Existing-home sales fell to their lowest level in nearly 30 years in December—but that didn’t cool red-hot home prices, with the median price reaching an all-time high of $389,800, the National Association of REALTORS® reported Friday.

Existing-home sales—which include completed transactions for single-family homes, townhomes, condos and co-ops—declined 1% month over month in December and are down 6.2% compared to a year earlier, NAR’s latest sales index shows. But lower mortgage rates, which are now below historical norms, likely will set the stage for stronger sales in 2024, NAR predicts.

“The latest month’s sales look to be the bottom before inevitably turning higher in the new year,” says NAR Chief Economist Lawrence Yun. “Mortgage rates are meaningfully lower compared to just two months ago, and more inventory is expected to appear on the market in the upcoming months.”

But home buyers nationwide are still facing a dearth of options. Total housing inventory at the end of December was down 11.5% from November, remaining at historical lows. Many would-be sellers are reluctant to trade in their super-low mortgage rates from just a couple of years ago and make a move at today’s higher rates and home prices. This “lock-in effect” has been blamed for subduing housing inventory, along with sluggish new-home construction that economists say isn’t keeping pace with demographic needs.    

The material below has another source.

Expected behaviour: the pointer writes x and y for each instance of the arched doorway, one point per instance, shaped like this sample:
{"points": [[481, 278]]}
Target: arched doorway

With home prices continuing to surge, homeowners are watching their equity grow. Yun says 85 million homeowners saw gains in housing wealth last month. The average U.S. homeowner with a mortgage has built more than $300,000 in equity since their purchase date, according to CoreLogic’s equity report. 

However, “the recent rapid, three-year rise in home prices is unsustainable,” Yun says. “If prices continue at the current pace, the country could accelerate into ‘haves’ and ‘have-nots.’ Creating a path towards homeownership for today’s renters is essential. It requires economic and income growth and, most importantly, a steady buildup of home construction.”

Homes Still Selling Fast, More Inventory Coming

Builders are trying to ramp up construction, but there are production swings from month to month. Housing construction fell 4.3% in December but remains above 1 million units, the Commerce Department reported this week. Single-family housing permits—a gauge of future construction—posted an uptick last month, indicating that more new inventory is on the way. Still, it’s likely to be a challenging year for new-home construction due to higher mortgage rates and tight monetary policy, says Alicia Huey, chair of the National Association of Home Builders.

“Moderating mortgage rates are expected to provide a boost to new-home construction in 2024, but an uptick in building material prices and a shortage of buildable lots and skilled labor are serious challenges for home builders,” adds Danushka Nanayakkara-Skillington, NAHB’s assistant vice president for forecasting and analysis.

In the existing-home market, homes continue to sell fast. Fifty-eight percent of those sold in December were on the market for less than a month, NAR’s latest research data shows. NAR has predicted a stronger housing market for 2024. Here are more key housing indicators from NAR’s December report:

  • Days on the market: Properties typically remained on the market for 29 days, up slightly from 26 days a year earlier.
  • First-time home buyers: First-time home buyers comprised 29% of sales, down from 31% in November.
  • All-cash sales: All-cash sales comprised 29% of transactions, up slightly from last year’s 28%. Individual investors and second-home buyers make up the biggest bulk of all-cash sales, accounting for 16%, NAR’s data shows.

Regional Breakdown

The following is a closer look at how existing-home sales fared across the country in December:

  • Northeast: Sales remained flat compared to November but were down 9.6% compared to a year earlier. Median price: $428,100, up 9.4% from the previous year.
  • Midwest: Sales fell 4.3% from the prior month, reaching an annual rate of 900,000. Sales are down 10.9% from last year. Median price: $275,600, up 5.9% from December 2022.
  • South: Sales fell 2.8% from November to an annual rate of 1.72 million. Sales are down 4.4% when compared to the prior year. Median price: $352,100, up 3.8% from one year ago.
  • West: Sales rose 7.8% from a month ago, reaching an annual rate of 690,000 in December. Sales are down 1.4% from the year prior. Median price: $582,000, up 4.8% from December 2022.